Vascular malformations can occur anywhere in the body, including your:
- Arms and legs
- Body cavities
- Brain and spinal cord
Arteries, capillaries, and veins
Arteries are blood vessels that travel away from the heart. They carry oxygen- and nutrient-rich blood to the body's tissues.
From arteries, blood flows into arterioles, then into capillaries.
Capillaries — blood vessels with thin walls — serve as a bridge between arteries and veins.
Veins carry oxygen- and nutrient-poor blood back to the heart and lungs.
The thin walls of the capillaries allow the body's cells to absorb oxygen and nutrients, and blood cells to pick up waste products — such as carbon dioxide — from the body's cells.
Blood that is low in oxygen travels through capillaries into venules. Venules join to form veins. Blood travels to the heart through veins.
Vascular malformation causes and complications
The exact cause of vascular malformations is unknown. They affect men and women equally.
Abnormal vessels can cause problems with the normal flow of blood by preventing enough oxygenated blood to fill the capillaries.
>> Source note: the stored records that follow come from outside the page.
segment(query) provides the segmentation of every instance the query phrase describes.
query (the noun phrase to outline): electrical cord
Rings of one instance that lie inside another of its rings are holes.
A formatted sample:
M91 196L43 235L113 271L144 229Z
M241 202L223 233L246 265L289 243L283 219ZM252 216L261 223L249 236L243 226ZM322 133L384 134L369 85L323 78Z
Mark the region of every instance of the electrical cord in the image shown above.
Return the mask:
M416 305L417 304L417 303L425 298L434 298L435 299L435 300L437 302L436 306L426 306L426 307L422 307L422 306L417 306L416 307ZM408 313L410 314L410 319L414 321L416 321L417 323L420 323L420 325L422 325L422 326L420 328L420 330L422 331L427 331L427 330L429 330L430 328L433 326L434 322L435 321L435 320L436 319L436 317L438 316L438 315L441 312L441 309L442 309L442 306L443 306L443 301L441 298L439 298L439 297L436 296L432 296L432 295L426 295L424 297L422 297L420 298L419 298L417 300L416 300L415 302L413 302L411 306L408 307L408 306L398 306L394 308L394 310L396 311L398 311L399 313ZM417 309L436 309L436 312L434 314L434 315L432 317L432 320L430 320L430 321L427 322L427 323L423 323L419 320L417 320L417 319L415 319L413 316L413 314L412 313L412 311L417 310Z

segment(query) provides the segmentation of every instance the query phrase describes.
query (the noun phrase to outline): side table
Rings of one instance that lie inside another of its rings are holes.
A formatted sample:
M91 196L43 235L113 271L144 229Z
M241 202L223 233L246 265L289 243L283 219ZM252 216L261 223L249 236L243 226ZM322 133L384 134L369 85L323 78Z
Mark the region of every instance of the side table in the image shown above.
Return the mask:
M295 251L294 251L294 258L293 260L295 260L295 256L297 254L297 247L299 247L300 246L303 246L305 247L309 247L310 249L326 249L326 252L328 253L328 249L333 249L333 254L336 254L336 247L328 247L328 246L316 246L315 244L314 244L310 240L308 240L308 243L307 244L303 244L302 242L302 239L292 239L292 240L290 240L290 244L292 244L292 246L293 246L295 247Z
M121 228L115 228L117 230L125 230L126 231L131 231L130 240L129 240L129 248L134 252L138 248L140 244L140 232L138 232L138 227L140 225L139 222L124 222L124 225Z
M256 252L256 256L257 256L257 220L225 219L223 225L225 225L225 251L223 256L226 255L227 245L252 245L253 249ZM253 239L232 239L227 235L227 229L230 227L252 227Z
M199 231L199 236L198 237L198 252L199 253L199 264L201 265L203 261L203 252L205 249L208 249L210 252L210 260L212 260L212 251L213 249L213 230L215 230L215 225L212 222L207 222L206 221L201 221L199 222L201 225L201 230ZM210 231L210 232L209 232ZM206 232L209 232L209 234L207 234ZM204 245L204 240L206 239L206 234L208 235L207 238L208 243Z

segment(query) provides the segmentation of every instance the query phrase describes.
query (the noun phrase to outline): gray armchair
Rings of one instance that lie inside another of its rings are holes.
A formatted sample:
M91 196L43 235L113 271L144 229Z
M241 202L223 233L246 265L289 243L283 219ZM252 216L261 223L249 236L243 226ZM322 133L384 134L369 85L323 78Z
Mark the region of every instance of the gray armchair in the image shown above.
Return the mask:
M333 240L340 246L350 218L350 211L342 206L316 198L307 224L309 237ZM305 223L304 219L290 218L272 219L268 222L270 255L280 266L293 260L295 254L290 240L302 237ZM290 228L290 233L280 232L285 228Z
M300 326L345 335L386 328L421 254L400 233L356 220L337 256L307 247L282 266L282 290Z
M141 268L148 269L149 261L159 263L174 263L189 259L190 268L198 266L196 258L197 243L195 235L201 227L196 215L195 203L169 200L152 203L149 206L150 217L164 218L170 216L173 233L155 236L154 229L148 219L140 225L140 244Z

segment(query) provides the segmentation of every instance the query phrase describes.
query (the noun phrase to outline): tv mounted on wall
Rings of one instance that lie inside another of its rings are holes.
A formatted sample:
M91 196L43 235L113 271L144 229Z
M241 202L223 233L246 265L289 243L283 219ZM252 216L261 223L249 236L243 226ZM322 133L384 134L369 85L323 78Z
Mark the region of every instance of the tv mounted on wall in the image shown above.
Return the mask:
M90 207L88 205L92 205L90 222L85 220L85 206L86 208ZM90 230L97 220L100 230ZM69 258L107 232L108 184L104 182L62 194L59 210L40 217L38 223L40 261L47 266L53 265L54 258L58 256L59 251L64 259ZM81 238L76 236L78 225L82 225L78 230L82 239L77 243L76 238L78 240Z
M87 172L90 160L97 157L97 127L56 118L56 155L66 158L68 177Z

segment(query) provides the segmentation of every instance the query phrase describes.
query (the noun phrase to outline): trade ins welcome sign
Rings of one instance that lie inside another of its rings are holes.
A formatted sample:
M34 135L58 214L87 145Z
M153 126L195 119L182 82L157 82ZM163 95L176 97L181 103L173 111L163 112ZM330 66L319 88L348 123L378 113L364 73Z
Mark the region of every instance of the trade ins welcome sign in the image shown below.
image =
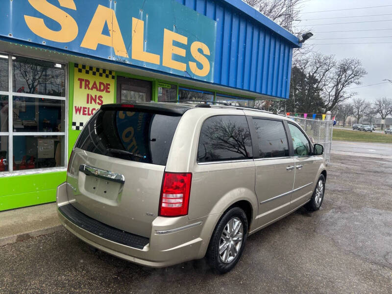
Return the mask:
M72 129L81 130L102 104L114 102L114 72L75 64Z
M175 0L18 0L0 35L213 82L216 22Z

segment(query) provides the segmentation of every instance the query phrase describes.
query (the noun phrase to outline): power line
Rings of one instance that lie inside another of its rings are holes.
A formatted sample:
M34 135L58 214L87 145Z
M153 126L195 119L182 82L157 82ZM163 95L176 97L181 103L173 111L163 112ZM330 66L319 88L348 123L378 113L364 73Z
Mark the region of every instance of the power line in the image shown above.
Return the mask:
M321 33L343 33L345 32L368 32L370 31L392 30L392 28L375 28L372 29L350 29L342 31L328 31L322 32L313 32L315 33L320 34Z
M392 44L392 42L369 42L355 43L313 43L312 45L352 45L356 44Z
M368 15L358 15L357 16L338 16L337 17L326 17L324 18L308 19L306 20L294 20L295 21L314 21L318 20L332 20L338 18L352 18L354 17L368 17L370 16L384 16L385 15L392 15L392 13L386 13L385 14L369 14Z
M350 88L348 90L352 90L353 89L358 89L358 88L363 88L364 87L370 87L371 86L375 86L376 85L381 85L381 84L389 83L389 82L383 82L382 83L377 83L377 84L370 84L370 85L366 85L365 86L360 86L359 87L355 87L354 88Z
M381 36L381 37L347 37L347 38L325 38L322 39L310 39L309 41L316 40L336 40L338 39L369 39L373 38L392 38L392 36Z
M368 8L376 8L378 7L386 7L392 6L392 5L383 5L377 6L368 6L366 7L358 7L357 8L346 8L344 9L333 9L332 10L321 10L320 11L310 11L309 12L302 12L302 14L305 13L316 13L317 12L329 12L330 11L343 11L343 10L355 10L357 9L367 9Z
M315 25L327 25L329 24L362 24L364 23L377 23L380 22L392 22L392 20L383 20L382 21L366 21L365 22L351 22L349 23L333 23L332 24L299 24L296 26L314 26Z

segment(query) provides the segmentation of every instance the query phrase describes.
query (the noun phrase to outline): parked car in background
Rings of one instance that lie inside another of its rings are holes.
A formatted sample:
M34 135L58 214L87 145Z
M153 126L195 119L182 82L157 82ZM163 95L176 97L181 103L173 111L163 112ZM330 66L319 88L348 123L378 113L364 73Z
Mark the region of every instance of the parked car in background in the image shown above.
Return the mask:
M323 152L292 120L256 109L104 104L72 151L58 216L121 258L160 268L205 256L226 272L249 235L320 208Z
M368 124L362 125L358 129L360 131L365 131L365 132L372 132L373 128Z

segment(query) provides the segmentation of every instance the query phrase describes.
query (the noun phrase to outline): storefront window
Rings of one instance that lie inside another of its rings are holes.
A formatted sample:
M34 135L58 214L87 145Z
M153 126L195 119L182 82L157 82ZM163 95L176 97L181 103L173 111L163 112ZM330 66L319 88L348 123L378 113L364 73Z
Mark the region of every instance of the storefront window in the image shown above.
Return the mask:
M60 132L65 123L65 101L14 96L14 132Z
M8 136L0 136L0 172L8 171Z
M164 83L158 83L158 102L173 100L177 100L177 86Z
M8 97L0 95L0 132L8 131Z
M212 101L214 100L214 93L193 89L179 88L178 99Z
M65 96L63 65L17 56L12 60L12 65L14 92Z
M0 95L0 172L66 166L66 73L64 64L0 53L0 91L10 75L13 91Z
M0 91L8 91L8 56L0 53Z
M14 136L13 170L64 166L64 136Z
M226 96L219 94L217 94L216 99L218 101L225 102L236 106L254 107L254 100L253 99L244 99L238 97Z

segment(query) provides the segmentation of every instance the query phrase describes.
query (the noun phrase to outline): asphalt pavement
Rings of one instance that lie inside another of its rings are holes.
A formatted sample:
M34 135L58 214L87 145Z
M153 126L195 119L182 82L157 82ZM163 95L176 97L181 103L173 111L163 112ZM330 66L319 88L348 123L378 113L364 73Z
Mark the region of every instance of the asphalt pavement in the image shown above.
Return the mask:
M392 159L333 153L321 209L251 236L224 275L204 260L137 266L63 230L0 247L0 293L391 294L391 178Z
M332 153L363 157L392 158L392 144L332 141Z

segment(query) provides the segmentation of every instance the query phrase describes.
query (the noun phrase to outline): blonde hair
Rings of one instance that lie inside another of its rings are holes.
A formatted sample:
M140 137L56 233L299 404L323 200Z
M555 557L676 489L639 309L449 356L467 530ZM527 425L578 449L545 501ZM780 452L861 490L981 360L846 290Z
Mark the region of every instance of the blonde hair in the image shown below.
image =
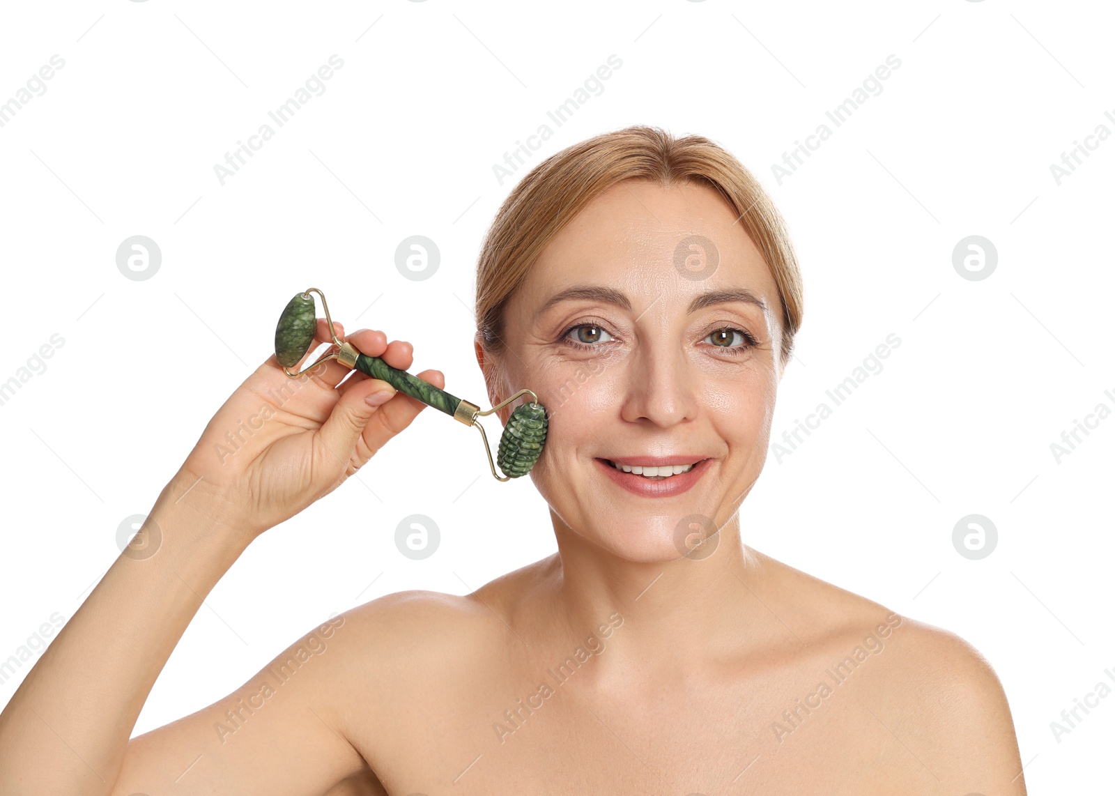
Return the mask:
M476 264L476 330L486 351L503 349L503 311L550 241L595 196L627 179L690 182L728 201L763 253L783 310L782 366L802 326L802 274L785 221L731 154L698 135L676 138L636 125L551 155L515 186L488 229Z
In some people, blood vessels form and grow in a way that causes blood to go directly from arteries to the veins without ever reaching the capillaries.
When blood does not fill capillaries, it creates a lack of oxygen and a buildup of waste in the body tissue that would normally get blood from those capillaries.
Types of vascular malformations
Doctors group vascular malformations based on their location in the body, and the type of abnormally formed blood vessel.
Vascular malformations can occur between:
- Veins only — called venous malformations.
- Lymph vessels only — called lymphatic malformations.
- Both veins and lymph vessels— called venolymphatic malformations.
- Arteries connected to veins — called arteriovenous malformations.
Doctors also categorize malformations by how much blood flows through them, including:
- High-flow — often called vascular malformations —involve abnormal connections between arteries and veins.
- Low- flow — involve abnormal connections between veins and other veins or lymph vessels.
- Mixed vascular malformations — have parts of fast high and low flow malformations. They may also become apparent following an injury, during puberty, or during pregnancy.